Rowan University graduates its first clinical psychology doctoral students

Rowan University graduates its first clinical psychology doctoral students

From left, Pierre Leon, Alex Jaffe, Krista Herbert, Sheina Emrani and Nicole Cantor are the first students to graduate from Rowan University's clinical psychology doctoral program.

Five Rowan University students received their doctoral degrees in clinical psychology Tuesday, the first class to graduate from the program since its 2016 launch.

Their hooding ceremony marks a significant step in the University’s transformation as a research powerhouse, said Dr. Karen Magee-Sauer, dean of the College of Science & Mathematics and School of Health Professions. 

“It is with great pride that we recognize our first doctoral graduates in the College of Science & Mathematics at Rowan University,” Magee-Sauer said. “This Ph.D. program is a historic milestone in our University’s journey in becoming a major research-intensive institution.”

After four years of demanding study and research, followed by another year of internship, all five students have secured post-doctoral positions—an indicator of the program’s rigor, said Dr. Suzanne Bausch, the college’s vice dean. 

“It’s one thing to start a program,” Bausch said. “It’s another for a program to become successful, graduate its first students and get them placed well.”

Nationally, only 84 percent of doctoral psychology students matched with an internship last year through a competitive process similar to the way medical students are placed in residency programs, noted Dr. Jim A. Haugh, the program’s director. All of Rowan’s students matched with their first or second choices in programs around the country. 

“These students have hit milestone after milestone in their graduate training,” Haugh said. “They’ve done it with exceptional professionalism and competency. They’ve just been a great, fun group to work with.”

Now accredited on a contingency basis by the American Psychological Association, Rowan’s clinical psychology program is drawing researchers, Bausch noted. 

“It’s a big recruitment tool,” Bausch said. “We hire better faculty, we attract better students, we’re doing more research—it all builds upon one another. That’s why it’s so exciting.”

The program specializes in integrated health care and health psychology, in part because Rowan is one of only three universities in the country granting both the M.D. and D.O. medical degrees. Dr. Mary Louise Kerwin, who heads Rowan’s psychology department, said Rowan’s reputation and ability to provide a high-quality education “resulted in the establishment of one of the university’s first Ph.D. programs at Rowan.”

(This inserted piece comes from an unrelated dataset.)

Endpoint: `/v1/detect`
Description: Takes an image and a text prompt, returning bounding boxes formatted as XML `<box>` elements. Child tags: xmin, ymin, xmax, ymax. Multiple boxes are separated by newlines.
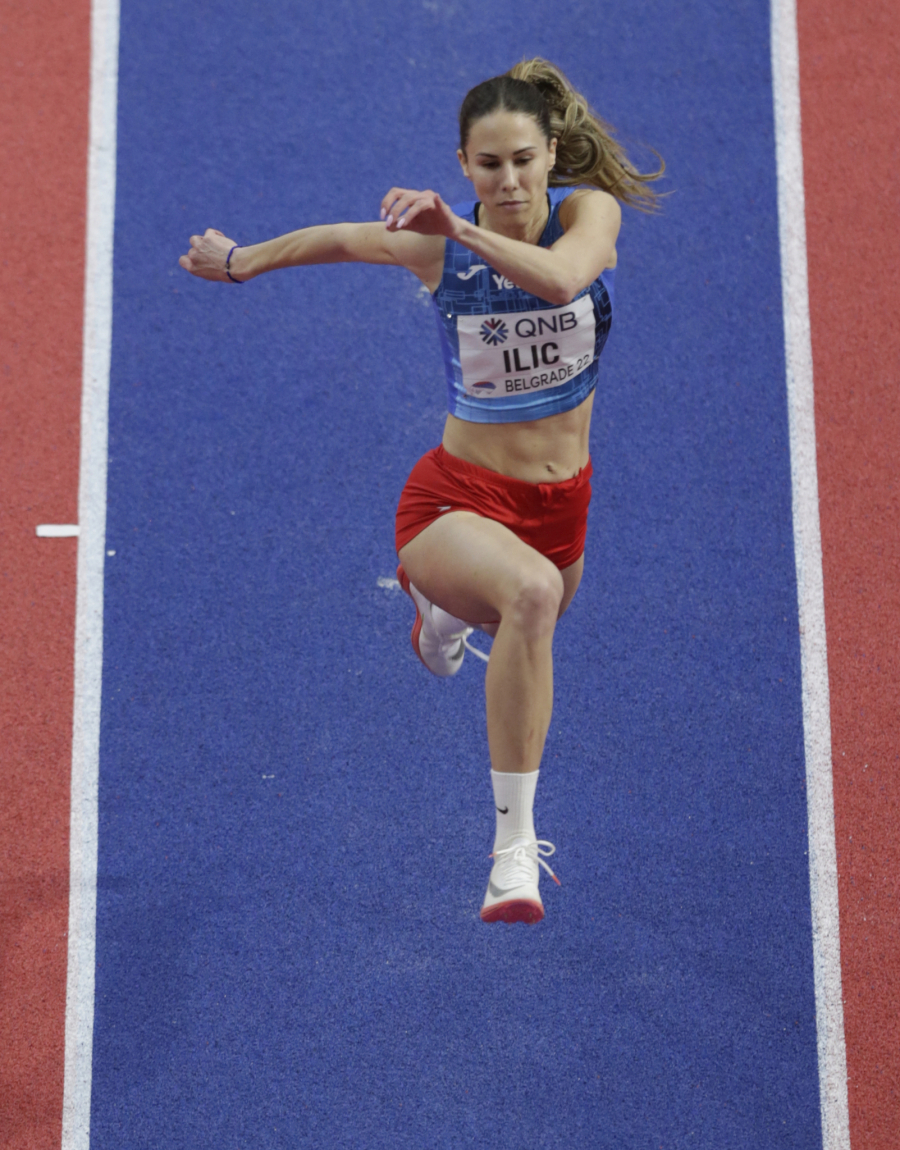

“The program’s focus on training students to integrate psychology within medicine continues the innovation that defines Rowan,” Kerwin said. 

There is also a growing recognition that the mind and body are connected, Haugh added. 

“We are quickly becoming known as prominent researchers in the field of integrated health care,” Haugh added. “We are developing well-qualified and sought-after graduates.”

First, students had to take a chance on a brand-new, unaccredited program. 

Krista Herbert of Barnegat, N.J., chose Rowan’s program specifically because she would be part of its inaugural class. After graduation, Herbert will work in primary care at the San Francisco VA Health Care System. 

“When I interviewed, the faculty not only seemed genuine and excited about the program, but they seemed to want to build it together,” Herbert said. “I liked the idea of gaining experience in program development and evaluation. It has been a very unique experience and the program has consistently asked for our feedback and implemented changes for future cohorts.” 

After Rowan’s commencement ceremony, Paterson, N.J., native Pierre Leon is headed for a private practice in Manhattan, New York. 

“Being the first cohort of anything is never easy, but the support and care we received during the years of our program allowed us all to succeed and feel accomplished,” Leon said. “The quality of our training was amazing. We are being trained by some of the brightest minds in our field and they truly showed it each and every day.”

Sheina Emrani of Paramus, N.J., is off to practice in Rhode Island after graduation. 

“It was quite clear through our coursework that the psychology department faculty were enthusiastic to teach, and they did a wonderful job,” Emrani said.

Each doctoral student was paired with at least one mentor throughout the program, allowing students to form close-knit relationships with Rowan faculty. 

Alex Jaffe of Moorestown, N.J., studied under Dr. Roberta Dihoff and will work for a private practice in Naples, Florida. 

“Mentorship has meant the world to me throughout this process,” Jaffe said. “I was taught how to cope with pain and hardships, as well as learn to be patient. This allowed us to say “thank you, next” and move on to additional projects. The relationship I have with my mentor is everlasting.”

Nicole Cantor of Philadelphia studied under Drs. DJ Angelone and Meredith Jones. She’s also heading to Florida, where she’ll work at the Center for Psychology.

“I’ve never felt alone throughout this journey,” Cantor said. “My mentors’ support was unwavering, and their encouragement and belief in me and my skills made graduating possible.”